Quick Dehydrated Potato Salad Jars

Servings: 4

Quick Dehydrated Potato Salad Jars

ingredients

  • 1 cup freeze-dried shredded potatoes
  • 1 cup boiling water
  • ½ cup freeze-dried cherry tomatoes
  • 1 cup freeze-dried cucumber slices
  • ½ cup freeze-dried bell pepper, diced
  • ½ cup dehydrated red onion
  • ½ cup freeze-dried black olives
  • 1 cup powdered Greek yogurt
  • 2 tablespoons olive oil
  • 1 tablespoon apple cider vinegar
  • 1 teaspoon garlic powder
  • 1 teaspoon dried oregano
  • Salt and pepper to taste
  • Dehydrated parsley, for garnish

steps

  1. 1.

    In a bowl, rehydrate the freeze-dried shredded potatoes by adding boiling water and letting them sit for 15 minutes.

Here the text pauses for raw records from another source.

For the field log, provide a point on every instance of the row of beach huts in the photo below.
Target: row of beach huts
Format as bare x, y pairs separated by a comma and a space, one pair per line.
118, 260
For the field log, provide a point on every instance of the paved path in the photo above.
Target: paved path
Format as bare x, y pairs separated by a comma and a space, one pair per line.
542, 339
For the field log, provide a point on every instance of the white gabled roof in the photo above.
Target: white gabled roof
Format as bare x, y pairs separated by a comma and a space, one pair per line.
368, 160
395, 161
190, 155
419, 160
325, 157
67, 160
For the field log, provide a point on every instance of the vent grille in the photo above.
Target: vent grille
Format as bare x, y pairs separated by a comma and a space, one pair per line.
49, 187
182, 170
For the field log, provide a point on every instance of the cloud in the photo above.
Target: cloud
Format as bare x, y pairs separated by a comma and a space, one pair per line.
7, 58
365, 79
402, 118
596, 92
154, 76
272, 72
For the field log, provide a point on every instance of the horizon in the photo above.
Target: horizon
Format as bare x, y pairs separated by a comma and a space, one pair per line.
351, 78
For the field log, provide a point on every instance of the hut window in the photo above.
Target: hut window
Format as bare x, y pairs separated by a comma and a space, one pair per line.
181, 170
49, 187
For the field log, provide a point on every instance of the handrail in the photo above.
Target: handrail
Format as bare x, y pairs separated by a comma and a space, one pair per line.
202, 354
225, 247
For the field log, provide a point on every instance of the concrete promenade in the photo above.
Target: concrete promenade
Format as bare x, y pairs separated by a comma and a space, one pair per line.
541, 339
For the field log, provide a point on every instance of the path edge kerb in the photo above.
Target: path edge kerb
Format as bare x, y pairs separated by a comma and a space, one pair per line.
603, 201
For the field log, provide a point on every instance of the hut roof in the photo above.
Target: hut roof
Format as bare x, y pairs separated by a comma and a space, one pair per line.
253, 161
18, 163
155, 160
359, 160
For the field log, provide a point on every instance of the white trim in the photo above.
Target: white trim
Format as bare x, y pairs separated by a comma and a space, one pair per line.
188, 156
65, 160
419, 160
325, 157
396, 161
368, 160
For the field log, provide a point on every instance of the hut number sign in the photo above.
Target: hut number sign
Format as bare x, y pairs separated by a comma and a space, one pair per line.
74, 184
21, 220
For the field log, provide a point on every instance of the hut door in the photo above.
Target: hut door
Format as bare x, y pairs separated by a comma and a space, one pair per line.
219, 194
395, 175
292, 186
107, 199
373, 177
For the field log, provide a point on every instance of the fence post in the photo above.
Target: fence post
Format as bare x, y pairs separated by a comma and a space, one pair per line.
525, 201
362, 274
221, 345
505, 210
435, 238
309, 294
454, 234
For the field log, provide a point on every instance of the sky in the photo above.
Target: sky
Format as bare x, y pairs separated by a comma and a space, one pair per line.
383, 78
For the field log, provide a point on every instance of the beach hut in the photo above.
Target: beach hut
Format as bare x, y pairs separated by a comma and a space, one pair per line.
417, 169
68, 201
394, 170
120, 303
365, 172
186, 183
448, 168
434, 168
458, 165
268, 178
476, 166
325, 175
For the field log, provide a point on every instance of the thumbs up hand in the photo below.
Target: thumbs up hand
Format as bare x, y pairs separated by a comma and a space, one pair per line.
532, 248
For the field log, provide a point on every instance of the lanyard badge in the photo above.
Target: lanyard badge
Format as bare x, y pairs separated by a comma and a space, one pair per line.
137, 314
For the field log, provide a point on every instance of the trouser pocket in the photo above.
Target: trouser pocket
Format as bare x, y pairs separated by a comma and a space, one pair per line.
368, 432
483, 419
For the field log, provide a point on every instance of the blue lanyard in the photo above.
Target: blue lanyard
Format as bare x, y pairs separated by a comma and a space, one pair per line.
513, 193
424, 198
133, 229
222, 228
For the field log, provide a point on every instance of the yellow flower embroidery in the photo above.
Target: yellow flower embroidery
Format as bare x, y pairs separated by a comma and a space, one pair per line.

Drain any excess water.

  2. 2.

    In a separate bowl, mix powdered Greek yogurt with water according to package instructions to create yogurt; whisk in olive oil, apple cider vinegar, garlic powder, dried oregano, salt, and pepper for the dressing.

  3. 3.

    In four jars, layer the ingredients: start with rehydrated potatoes, then layer freeze-dried cherry tomatoes, followed by rehydrated cucumber, bell pepper, and onion.

  4. 4.

    Add a layer of freeze-dried black olives and top each jar with a generous dollop of the yogurt dressing.

  5. 5.

    Seal the jars and refrigerate for at least 30 minutes to allow flavors to meld.

  6. 6.

    When ready to serve, shake the jar to mix the layers and garnish with dehydrated parsley.